Ao lado disso, havia um anúncio de um perfume feminino para aquelas de “espírito livre”. Ao fundo de uma jovem mulher em um telhado plano havia uma paisagem urbana feia do tipo em que o trabalho era o único objeto da existência. A implicação era que uma mulher poderia escapar desse mundo feio e sem charme apenas pelo uso do perfume.
Essa afirmação era relativamente modesta. Procurando na internet, logo me deparei com um perfume barato de cor rosa bebê chamado Rebel, com a palavra “Crazy” embaixo de um crânio humano: um perfume “especificamente para mulheres audaciosas, positivas, selvagens e de espírito livre”.
Senhor, que tolos são esses mortais!
Claro, o mundo moderno também é muito conveniente. Eu tinha comprado meus ingressos em questão de minutos sem precisar sair da minha mesa. Isso sem dúvida parecerá perfeitamente comum para pessoas que não se lembram do que foi uma performance comprar passagens aéreas.
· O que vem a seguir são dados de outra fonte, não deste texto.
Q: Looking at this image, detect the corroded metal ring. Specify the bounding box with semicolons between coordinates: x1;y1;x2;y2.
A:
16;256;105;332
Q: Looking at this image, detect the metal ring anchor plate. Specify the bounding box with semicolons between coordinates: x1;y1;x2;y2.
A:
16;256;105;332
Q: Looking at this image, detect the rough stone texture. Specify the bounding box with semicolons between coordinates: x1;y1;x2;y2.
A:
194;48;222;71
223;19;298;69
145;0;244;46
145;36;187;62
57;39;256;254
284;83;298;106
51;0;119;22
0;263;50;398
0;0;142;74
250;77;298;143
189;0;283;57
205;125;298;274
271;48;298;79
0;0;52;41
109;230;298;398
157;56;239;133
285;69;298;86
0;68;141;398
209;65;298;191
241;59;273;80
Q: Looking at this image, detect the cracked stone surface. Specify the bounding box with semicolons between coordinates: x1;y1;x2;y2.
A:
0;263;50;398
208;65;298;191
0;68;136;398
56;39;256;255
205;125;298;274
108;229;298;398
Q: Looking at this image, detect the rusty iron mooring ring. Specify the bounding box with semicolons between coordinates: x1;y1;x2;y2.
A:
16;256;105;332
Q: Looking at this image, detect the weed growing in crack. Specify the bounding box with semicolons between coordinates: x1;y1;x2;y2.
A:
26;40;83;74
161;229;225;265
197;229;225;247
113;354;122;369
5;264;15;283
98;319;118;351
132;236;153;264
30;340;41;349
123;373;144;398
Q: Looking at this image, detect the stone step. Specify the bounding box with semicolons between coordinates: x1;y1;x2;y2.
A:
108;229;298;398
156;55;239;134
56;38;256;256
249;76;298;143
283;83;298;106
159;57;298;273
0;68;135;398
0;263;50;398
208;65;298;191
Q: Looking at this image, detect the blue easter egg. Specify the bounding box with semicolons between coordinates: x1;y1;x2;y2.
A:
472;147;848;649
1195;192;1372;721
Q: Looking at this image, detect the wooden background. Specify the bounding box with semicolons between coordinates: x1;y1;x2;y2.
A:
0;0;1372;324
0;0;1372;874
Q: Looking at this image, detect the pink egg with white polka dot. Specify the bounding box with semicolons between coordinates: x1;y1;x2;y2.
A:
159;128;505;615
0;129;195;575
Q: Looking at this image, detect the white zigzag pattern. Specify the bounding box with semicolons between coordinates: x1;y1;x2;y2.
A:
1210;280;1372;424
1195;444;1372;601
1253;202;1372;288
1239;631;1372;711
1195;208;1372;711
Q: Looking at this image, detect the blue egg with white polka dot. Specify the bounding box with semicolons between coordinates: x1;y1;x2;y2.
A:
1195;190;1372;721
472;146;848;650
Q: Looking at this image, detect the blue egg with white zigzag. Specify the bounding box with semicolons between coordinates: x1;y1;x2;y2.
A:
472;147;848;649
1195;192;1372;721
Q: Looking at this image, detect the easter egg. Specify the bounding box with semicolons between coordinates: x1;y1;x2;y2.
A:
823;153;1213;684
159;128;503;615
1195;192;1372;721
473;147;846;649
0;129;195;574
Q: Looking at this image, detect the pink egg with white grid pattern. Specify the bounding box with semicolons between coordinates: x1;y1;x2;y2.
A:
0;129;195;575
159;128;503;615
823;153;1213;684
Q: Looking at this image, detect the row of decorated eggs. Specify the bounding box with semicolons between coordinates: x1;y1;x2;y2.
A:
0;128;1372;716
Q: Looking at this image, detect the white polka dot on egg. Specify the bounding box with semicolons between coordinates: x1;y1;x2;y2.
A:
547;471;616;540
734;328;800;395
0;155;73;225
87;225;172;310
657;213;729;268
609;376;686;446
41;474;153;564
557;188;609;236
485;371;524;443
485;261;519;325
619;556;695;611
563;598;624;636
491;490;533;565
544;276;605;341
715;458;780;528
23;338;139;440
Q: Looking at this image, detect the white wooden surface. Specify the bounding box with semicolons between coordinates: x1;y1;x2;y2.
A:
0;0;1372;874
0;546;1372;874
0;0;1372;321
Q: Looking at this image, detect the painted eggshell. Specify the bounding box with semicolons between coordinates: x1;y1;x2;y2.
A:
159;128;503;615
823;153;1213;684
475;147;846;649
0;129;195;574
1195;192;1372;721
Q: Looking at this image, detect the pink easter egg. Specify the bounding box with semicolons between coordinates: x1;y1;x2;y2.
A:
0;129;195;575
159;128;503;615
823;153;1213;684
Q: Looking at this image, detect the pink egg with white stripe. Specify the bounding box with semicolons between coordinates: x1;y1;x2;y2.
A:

Por outro lado, quando cheguei ao terminal do aeroporto, todas as portas, exceto uma, do outro lado do prédio e distante, estavam fechadas, por razões “técnicas”.
Não é uma metáfora da vida moderna: bilhetes para ir ao extremo do mundo em questão de minutos e portas que não se abrem?
Theodore Dalrymple é médico psiquiatra e escritor. Aproveitando a experiência de anos de trabalho em países como o Zimbábue e a Tanzânia, bem como na cidade de Birmingham, na Inglaterra, onde trabalhou como médico em uma prisão, Dalrymple escreve sobre cultura, arte, política, educação e medicina.